Easter--Proclaiming Resurrection

As we think about the abundance of lectionary texts for this week, especially those for the Easter vigil and the festival services on Sunday, all of the texts point us to one thing: a proclamation of resurrection. Here is one form of that proclamation.

"The message of Jesus' resurrection is that this created world matters and that God has bridged the heavenly realm into this present world with healing life and all-conquering love...Resurrection is not about some comfortable afterlife, a great fairway in the sky, but about God having dealt with evil, and being now at work by God's own Spirit, to do for us and the whole world what God did for Jesus' body on that first Easter.

That is why we who celebrate do so with material things...We use bread and the fruit of the vine at the meal...We use candles and flowers and processions and banners and, above all, music; the world of creation has been reclaimed by the living God [and we] celebrate the fullness of life God gives us.

Christians believe in the bodily resurrection of Jesus, though...some are welcome not to believe it.
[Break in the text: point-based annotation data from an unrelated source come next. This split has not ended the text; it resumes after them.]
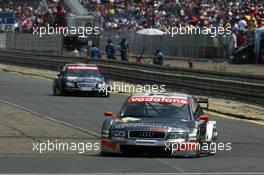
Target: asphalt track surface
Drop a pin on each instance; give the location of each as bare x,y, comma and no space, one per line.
247,154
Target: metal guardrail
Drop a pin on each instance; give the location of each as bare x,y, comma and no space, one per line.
228,85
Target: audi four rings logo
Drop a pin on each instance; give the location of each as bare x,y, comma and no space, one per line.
146,134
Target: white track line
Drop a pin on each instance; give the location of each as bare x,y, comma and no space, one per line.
51,119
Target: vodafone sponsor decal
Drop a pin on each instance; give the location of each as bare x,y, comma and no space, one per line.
82,68
158,99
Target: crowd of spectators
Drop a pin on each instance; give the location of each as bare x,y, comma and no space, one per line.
138,14
32,14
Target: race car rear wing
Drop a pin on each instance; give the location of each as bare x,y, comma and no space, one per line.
203,102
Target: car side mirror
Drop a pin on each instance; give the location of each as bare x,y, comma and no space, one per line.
204,101
204,117
108,114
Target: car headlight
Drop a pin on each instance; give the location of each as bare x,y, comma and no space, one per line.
118,134
178,135
70,84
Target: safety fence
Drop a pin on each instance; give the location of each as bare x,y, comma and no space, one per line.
208,83
179,46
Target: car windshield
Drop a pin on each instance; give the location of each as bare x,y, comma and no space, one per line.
156,110
83,73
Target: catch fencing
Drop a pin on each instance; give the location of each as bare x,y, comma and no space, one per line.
248,88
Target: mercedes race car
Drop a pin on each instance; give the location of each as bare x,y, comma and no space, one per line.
82,78
151,123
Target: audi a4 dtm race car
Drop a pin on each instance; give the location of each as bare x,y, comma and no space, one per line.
151,123
82,78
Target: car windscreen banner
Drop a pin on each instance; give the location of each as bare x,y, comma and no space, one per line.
158,99
7,21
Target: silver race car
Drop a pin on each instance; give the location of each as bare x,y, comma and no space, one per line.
168,123
81,78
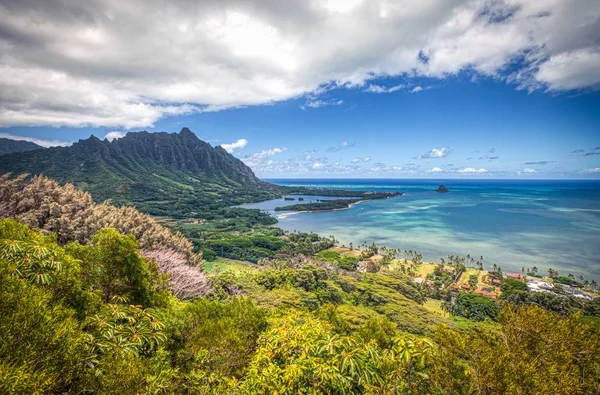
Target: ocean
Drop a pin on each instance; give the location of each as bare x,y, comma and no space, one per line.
512,223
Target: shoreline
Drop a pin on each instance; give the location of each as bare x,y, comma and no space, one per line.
283,216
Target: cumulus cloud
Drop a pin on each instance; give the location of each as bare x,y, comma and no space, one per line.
589,152
72,63
38,141
471,170
435,153
258,159
374,88
527,171
540,162
363,159
318,103
340,147
110,136
241,143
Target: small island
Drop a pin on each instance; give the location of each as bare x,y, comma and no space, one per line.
338,204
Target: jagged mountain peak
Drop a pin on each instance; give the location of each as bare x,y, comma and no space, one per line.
142,166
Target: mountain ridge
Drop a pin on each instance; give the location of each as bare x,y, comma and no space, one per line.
162,173
9,146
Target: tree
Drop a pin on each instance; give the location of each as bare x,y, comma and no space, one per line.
113,264
534,352
474,307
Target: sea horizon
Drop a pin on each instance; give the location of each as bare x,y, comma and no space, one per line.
514,223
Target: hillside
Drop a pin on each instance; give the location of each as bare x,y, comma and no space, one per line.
160,173
8,146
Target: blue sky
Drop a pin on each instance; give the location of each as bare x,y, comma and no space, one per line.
478,90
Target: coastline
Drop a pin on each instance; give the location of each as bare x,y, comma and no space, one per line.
290,213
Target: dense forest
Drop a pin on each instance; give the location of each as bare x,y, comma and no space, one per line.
101,299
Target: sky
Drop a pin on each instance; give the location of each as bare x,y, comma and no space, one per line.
318,88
But take that away, and Marx is probably right about Christian faith ignoring problems of the world. Take that away, and Freud is probably right that it is a wish-fulfillment religion. Take that away, and Nietzsche is probably right that Christianity is a religion for wimps. Put that back, and you have a faith that takes on the world today, with the Easter news that the foolishness of God is wiser than human wisdom, and the weakness of God is stronger than human strength.

So we who celebrate the resurrection of the Lord Jesus Christ have an awesome responsibility. When we say 'Alleluia! Christ is risen!' we are saying that Jesus is Lord of the world, and that the present would-be lords are not."

From Sara Webb Phillips, "Serving the Word" in Homily Service, 40.5 (April 2007): 53. Sara Webb Phillips  is pastor of Brookhaven United Methodist Church in Atlanta, Georgia, and former editor of Homily Service.